Panic over Protocol is blown out of the water by the facts
JEFFREY DONALDSON is what happens when partisan politics trumps reason. His tribal, politically inspired rejection of the Northern Ireland Protocol and his unbridled determination to look a gift horse in the mouth will, if successful, inflict serious damage on business, manufacturing and, inevitably, job creation in the North.
The DUP leader is a stunning example of outrageous ingratitude, proving once more, that no good deed goes unpunished.
The Protocol was designed to ensure there wouldn’t be a hard customs border in Ireland, along the line that separates North and South, to protect the EU’s Single Market after Brexit.
It carries huge business advantages for Northern exporters and manufacturers by guaranteeing duty-free access to both British and EU markets. To prevent any leakage into the EU market through the Irish back door, the EU, quite reasonably, insisted that goods coming into the North from Britain needed to be checked.
THIS week, again, Stephen Kelly, chief executive of Manufacturing NI, burst Donaldson’s antiProtocol bubble by restating for slow learners that the Protocol, which requires what is, in effect, a light-touch customs border on the Irish Sea, is a major boost for business.
He said that trade with the Republic was up 60% in 2021 as a direct consequence of the Protocol and while the checking of items coming from Britain presents challenges, blaming the Protocol for the current cost-of-living crisis and inflation was ‘wrong’. In fact, since the middle of last year grocery prices in the North were 8% cheaper than in Britain and inflation there had reversed from being above the UK average to below it.
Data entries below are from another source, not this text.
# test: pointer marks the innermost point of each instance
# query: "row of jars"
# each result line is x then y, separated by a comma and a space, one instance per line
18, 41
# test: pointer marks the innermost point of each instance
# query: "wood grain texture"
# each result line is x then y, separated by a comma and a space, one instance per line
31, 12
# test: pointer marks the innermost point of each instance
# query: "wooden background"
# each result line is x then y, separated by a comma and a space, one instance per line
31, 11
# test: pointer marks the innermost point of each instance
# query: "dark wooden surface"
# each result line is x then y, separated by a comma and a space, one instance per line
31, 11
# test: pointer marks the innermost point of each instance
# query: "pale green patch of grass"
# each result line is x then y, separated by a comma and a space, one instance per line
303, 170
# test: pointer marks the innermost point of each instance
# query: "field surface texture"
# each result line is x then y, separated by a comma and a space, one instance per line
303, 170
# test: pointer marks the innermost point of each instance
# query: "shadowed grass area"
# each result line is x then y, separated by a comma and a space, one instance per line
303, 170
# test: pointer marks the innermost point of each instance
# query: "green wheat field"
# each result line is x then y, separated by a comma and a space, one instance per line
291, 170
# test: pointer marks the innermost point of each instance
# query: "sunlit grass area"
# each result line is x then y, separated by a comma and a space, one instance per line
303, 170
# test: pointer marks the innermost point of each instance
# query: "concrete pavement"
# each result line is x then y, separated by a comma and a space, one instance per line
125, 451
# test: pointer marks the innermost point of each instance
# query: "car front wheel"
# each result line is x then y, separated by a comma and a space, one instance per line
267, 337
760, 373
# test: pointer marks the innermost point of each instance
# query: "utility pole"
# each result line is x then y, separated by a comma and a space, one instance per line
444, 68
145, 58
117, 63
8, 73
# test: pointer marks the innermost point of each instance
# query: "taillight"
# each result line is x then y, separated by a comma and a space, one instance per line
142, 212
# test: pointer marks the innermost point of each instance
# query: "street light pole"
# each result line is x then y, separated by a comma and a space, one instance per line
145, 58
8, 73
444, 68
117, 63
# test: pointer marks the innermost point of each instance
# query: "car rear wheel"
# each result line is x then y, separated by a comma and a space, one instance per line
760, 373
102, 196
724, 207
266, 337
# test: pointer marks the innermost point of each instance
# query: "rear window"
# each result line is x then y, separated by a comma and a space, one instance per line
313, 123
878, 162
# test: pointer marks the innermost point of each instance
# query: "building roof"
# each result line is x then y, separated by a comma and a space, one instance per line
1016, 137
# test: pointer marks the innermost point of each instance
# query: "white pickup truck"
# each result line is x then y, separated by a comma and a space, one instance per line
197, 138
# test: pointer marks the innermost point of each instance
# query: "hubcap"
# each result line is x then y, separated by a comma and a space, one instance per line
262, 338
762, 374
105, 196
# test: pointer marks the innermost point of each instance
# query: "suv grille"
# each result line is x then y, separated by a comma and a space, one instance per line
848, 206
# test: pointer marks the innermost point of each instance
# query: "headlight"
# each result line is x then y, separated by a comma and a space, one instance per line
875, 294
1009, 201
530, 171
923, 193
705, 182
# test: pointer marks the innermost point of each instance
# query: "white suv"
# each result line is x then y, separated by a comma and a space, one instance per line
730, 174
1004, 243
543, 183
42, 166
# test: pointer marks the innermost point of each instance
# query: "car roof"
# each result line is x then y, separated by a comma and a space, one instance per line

He explicitly said that while North/ South trade is up, it’s not at the expense of trade with Britain – because of what he called ‘unfettered access to the GB marketplace’.
All this, of course, won’t deter Jeffrey Donaldson and his DUP colleagues from pressing Boris Johnson to ditch the Protocol unilaterally, even if that leads to a trade war with the EU and threatens a UK/US trade deal, as signposted this week by Nancy Pelosi, Speaker of the US House of Representatives.
INGRATITUDE of a different kind was also on display in the Republic with hoteliers ripping off their paying guests through pricegouging, as the Covid crisis evaporates and people resume their real lives. In early May, Finance Minister Paschal Donohoe announced that the low 9% VAT rate – which had been introduced in 2020 as a targeted aid for the hospitality sector because of Covid-19 – will continue until next February, six months longer than originally planned.
This largesse, which also benefits restaurants, cinemas, theatres and museums amounts to a cheque in the sum of €250m, with our signatures on it. That’s about a quarter of the entire cost of the new National Maternity Hospital.
Despite this extraordinary generosity in the face of so many other even more urgent demands – such as caring for a million people on lengthening healthcare lists generally and, more particularly, the provision of adequate mental health services, including to children – the gougers are unrelenting.
Those wishing to stay the night in a Dublin hotel after taking in one of the Garth Brooks concerts in September can expect to fork out over €300 for a room.
However, if you go on any of the popular booking sites, you’ll pick up a high-standard hotel room in Berlin for between €100 and €150, and three nights for two people in the-five-star Berlin Marriot would cost about €650.
Fianna Fáil Senator Timmy Dooley says that before the pandemic the average price of a hotel room in Dublin was about €150 – now a double room in a four-star hotel is about €400.
Arguably, the price-gouging ingratitude shown by hoteliers is less forgivable than the anti-Protocol posturing in the North – Donaldson has constitutional concerns to blame for it, hoteliers have only their greed.